FIG. 8 is a diagram showing details of the vicinity of an operating portion of a second embodiment of the ultrasonic probe according to the present invention.

FIG. 9 is a diagram showing details of the vicinity of a tip end portion of an ultrasonic probe according to a third embodiment of the present invention.

FIG. 10 is a diagram showing details of the vicinity of the tip end portion of the fourth embodiment of the ultrasonic probe according to the present invention.

FIG. 11 is a diagram showing details of the vicinity of the tip end portion of the fifth embodiment of the ultrasonic probe according to the present invention.

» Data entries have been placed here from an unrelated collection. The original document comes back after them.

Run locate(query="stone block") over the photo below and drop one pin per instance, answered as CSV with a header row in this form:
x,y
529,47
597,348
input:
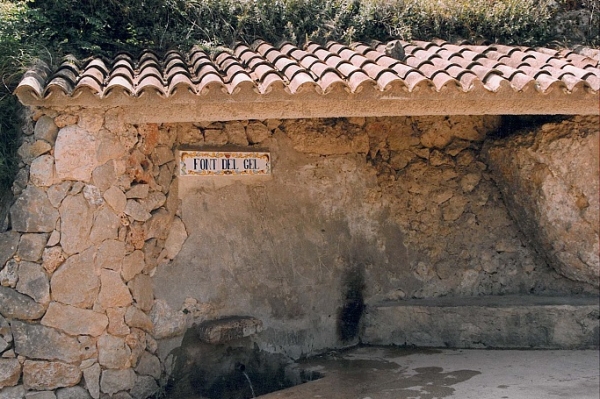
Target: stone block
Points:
x,y
76,282
74,321
42,375
113,293
32,212
76,392
10,372
77,218
145,387
113,381
9,242
31,246
14,305
75,154
33,282
228,329
46,129
35,341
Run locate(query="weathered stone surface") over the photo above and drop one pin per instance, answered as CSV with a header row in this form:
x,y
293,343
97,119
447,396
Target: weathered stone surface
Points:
x,y
138,191
113,381
30,151
76,392
167,323
256,132
149,365
91,375
113,293
106,225
10,372
133,264
39,342
549,179
57,192
144,387
14,305
142,291
75,154
9,242
40,395
31,246
116,199
74,321
41,172
110,255
33,213
41,375
46,129
116,321
33,282
17,392
52,258
113,352
76,282
137,319
137,211
228,329
9,275
92,195
176,238
77,218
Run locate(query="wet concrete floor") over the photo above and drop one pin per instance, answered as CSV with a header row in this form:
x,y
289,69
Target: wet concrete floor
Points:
x,y
396,373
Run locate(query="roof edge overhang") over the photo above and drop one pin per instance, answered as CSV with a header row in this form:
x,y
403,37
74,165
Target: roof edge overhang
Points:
x,y
189,107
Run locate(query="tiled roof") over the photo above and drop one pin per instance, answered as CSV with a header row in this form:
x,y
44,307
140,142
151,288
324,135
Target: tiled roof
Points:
x,y
358,70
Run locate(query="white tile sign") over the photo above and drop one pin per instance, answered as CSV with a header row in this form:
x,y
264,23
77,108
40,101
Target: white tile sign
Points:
x,y
225,163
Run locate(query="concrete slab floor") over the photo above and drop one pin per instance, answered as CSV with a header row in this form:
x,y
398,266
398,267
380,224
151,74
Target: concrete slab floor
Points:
x,y
396,373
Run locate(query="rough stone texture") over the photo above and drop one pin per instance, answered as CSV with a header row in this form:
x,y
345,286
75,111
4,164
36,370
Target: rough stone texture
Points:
x,y
144,387
14,305
33,282
489,322
91,375
17,392
550,181
75,321
76,392
228,329
46,129
9,242
114,293
40,375
75,154
167,323
10,372
35,341
76,282
149,365
113,352
142,291
41,172
113,381
77,218
31,247
133,264
32,212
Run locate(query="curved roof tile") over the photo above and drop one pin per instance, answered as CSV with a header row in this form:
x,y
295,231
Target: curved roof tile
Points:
x,y
263,68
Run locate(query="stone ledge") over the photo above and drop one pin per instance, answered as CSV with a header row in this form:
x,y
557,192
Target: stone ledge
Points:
x,y
486,322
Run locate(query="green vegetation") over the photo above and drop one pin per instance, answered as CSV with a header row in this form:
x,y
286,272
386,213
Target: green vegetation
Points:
x,y
52,28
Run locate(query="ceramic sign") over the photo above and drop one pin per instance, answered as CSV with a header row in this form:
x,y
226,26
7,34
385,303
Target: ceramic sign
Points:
x,y
216,163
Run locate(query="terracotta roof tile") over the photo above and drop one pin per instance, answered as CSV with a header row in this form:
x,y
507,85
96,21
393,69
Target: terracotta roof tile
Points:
x,y
263,67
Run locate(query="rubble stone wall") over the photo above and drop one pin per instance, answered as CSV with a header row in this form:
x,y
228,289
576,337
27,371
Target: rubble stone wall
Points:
x,y
106,264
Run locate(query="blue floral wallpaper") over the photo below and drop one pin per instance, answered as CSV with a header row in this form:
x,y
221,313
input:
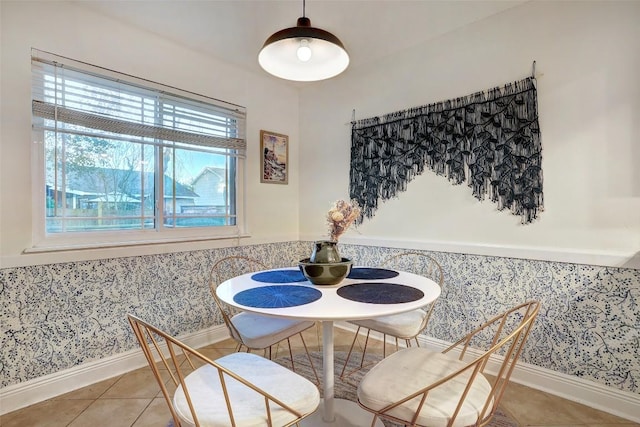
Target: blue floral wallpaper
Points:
x,y
58,316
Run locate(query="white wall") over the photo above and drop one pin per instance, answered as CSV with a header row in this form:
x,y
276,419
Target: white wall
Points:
x,y
588,63
71,30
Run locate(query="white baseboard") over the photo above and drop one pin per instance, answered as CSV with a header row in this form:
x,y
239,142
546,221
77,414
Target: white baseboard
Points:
x,y
607,399
617,402
37,390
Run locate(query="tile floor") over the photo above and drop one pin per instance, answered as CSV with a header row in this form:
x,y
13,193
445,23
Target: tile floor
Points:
x,y
134,399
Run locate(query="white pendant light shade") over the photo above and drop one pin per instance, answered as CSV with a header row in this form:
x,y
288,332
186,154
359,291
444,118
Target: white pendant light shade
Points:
x,y
303,53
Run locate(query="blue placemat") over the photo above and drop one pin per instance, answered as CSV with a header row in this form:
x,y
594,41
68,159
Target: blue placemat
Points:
x,y
380,293
279,276
277,296
368,273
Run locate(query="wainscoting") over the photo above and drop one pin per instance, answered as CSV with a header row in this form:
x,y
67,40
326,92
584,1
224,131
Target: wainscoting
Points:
x,y
60,320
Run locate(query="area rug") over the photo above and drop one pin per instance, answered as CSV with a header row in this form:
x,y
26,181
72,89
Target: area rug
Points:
x,y
347,389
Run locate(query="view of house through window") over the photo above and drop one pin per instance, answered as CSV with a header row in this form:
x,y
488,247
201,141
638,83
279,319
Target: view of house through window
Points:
x,y
122,156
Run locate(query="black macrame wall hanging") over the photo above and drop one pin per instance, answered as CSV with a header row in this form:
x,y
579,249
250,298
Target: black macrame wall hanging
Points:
x,y
489,140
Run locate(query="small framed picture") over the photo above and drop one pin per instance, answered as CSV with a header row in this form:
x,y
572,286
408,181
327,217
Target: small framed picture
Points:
x,y
274,158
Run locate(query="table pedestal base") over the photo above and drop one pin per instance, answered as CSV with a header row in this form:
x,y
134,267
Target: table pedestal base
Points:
x,y
347,414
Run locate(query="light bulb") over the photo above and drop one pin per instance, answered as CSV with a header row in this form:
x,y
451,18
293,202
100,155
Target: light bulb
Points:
x,y
304,51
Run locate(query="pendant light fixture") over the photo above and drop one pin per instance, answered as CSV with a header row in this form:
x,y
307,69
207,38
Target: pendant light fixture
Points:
x,y
303,53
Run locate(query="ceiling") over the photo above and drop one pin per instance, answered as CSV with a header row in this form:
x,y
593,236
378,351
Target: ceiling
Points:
x,y
234,30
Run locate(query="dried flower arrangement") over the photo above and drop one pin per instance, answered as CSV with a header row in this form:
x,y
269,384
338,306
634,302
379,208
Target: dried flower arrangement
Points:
x,y
341,216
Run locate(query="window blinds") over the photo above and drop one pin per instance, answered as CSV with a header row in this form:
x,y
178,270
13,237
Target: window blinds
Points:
x,y
97,102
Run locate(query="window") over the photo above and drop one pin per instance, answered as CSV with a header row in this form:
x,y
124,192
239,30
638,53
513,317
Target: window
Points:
x,y
119,156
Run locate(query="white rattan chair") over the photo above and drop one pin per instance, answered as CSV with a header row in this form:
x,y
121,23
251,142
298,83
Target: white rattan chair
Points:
x,y
418,387
403,326
239,389
250,330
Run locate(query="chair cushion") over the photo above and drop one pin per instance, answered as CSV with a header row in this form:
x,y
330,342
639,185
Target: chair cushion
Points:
x,y
409,370
248,406
402,325
259,331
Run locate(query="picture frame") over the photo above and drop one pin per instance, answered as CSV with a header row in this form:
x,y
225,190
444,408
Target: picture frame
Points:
x,y
274,158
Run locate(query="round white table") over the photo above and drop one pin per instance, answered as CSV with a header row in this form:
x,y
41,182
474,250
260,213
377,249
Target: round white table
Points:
x,y
375,292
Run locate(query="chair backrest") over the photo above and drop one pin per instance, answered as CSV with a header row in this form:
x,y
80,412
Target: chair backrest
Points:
x,y
224,269
503,336
179,360
422,264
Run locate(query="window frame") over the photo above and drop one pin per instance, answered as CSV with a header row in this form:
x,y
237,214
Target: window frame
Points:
x,y
44,241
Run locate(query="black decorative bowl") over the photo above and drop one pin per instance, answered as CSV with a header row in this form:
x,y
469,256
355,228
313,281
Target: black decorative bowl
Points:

FIG. 12 is a diagram showing details of the vicinity of the tip end portion of the sixth embodiment of the ultrasonic probe according to the present invention.

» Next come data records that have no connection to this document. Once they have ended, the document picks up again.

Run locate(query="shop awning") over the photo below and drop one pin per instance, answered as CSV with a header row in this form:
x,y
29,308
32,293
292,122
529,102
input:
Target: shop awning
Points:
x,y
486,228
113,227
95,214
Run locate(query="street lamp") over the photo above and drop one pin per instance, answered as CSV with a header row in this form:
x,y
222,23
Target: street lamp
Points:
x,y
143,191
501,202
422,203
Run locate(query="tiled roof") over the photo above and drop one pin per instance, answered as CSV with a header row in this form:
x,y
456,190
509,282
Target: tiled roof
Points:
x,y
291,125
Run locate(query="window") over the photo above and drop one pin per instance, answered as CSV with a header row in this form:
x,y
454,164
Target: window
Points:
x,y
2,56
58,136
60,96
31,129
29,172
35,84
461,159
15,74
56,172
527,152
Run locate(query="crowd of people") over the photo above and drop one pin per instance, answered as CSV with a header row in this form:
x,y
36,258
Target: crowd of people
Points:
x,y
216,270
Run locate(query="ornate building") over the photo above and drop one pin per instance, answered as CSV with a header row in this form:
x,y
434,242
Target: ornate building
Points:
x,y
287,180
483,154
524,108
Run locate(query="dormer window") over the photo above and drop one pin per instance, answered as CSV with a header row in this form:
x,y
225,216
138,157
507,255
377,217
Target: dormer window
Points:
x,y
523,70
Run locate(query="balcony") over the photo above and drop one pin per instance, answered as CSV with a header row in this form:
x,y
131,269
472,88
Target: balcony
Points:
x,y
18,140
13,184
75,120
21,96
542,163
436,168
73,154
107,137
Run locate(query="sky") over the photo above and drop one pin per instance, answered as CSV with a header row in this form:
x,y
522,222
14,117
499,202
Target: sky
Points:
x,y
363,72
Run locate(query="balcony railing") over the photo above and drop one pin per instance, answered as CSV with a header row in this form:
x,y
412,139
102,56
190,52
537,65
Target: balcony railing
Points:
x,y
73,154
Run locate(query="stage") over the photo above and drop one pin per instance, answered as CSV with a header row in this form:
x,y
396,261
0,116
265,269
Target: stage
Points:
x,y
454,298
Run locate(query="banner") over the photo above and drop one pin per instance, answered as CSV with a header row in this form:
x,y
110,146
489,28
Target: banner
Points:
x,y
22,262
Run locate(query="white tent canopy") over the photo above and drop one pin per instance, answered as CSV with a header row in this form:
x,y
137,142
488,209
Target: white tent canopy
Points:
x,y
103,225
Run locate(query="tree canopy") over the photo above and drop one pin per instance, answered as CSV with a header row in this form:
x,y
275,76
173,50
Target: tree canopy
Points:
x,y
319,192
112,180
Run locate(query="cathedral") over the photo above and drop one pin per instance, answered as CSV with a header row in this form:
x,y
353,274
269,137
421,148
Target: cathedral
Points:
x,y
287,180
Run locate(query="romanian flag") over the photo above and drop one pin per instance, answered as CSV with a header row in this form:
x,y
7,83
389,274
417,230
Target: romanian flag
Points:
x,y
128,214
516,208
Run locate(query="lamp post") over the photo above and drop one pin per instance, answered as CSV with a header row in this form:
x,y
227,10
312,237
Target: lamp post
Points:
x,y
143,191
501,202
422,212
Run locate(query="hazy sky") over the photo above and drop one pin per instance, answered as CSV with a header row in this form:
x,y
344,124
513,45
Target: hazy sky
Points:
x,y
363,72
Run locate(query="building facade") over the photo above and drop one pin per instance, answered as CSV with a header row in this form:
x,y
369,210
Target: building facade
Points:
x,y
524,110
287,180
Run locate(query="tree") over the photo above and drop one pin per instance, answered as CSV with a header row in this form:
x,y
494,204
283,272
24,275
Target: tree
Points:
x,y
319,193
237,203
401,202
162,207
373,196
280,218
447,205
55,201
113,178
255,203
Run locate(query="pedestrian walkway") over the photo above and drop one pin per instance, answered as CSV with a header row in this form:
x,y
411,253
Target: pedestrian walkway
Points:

FIG. 13 is a diagram showing details of the vicinity of the tip end of the seventh embodiment of the ultrasonic probe according to the present invention.

FIG. 14 is a diagram showing details of the vicinity of the tip end portion of the eighth embodiment of the ultrasonic probe according to the present invention.

[Explanation of symbols]

10 ... middle part, 12 ... tip part, 14 ... ultrasonic transducer, 16 ... angle part, 18 ... operation part, 20 ... operation knob, 22 ... cable part, 24 ... connector part.

Claims (5)

[Claims] 1. A transducer which is provided at a distal end of a guiding middle portion to be inserted into a body cavity, and which scans an ultrasonic beam in a plane, means for rotating the transducer to change a scanning surface of the ultrasonic wave, and the transducer. An ultrasonic probe, comprising: a mark formed on the surface of the probe; and a window provided at the tip of the conducting middle part for visually observing the transducer. 2. The ultrasonic probe according to claim 1, further comprising a scale that is provided at the window or at the leading end of the guiding center portion outside the window and that indicates the rotation angle of the transducer together with the mark. 3. A transducer, which is provided at a leading end of a guiding middle part to be inserted into a body cavity, for scanning an ultrasonic beam in a plane, a means for rotating the transducer to change a scanning surface of the ultrasonic wave, and the guiding means. A window provided at the tip of the middle part for visually observing the transducer, a mark formed on the window or the leading end of the conducting middle part outside the window, and a rotation angle of the transducer formed on the surface of the transducer together with the mark. An ultrasonic probe, comprising: 4. A means for detecting the rotation angle of the transducer by the rotation means, a means for displaying the rotation angle detected by the detection means, a means for inputting an actual rotation angle read from the scale, The ultrasonic probe according to claim 2 or 3, further comprising: a correction unit that corrects a detection result of the detection unit based on an input value of the input unit and supplies the correction result to the display unit. 5. The ultrasonic probe according to claim 2, wherein the mark is formed by printing and the scale is provided by engraving.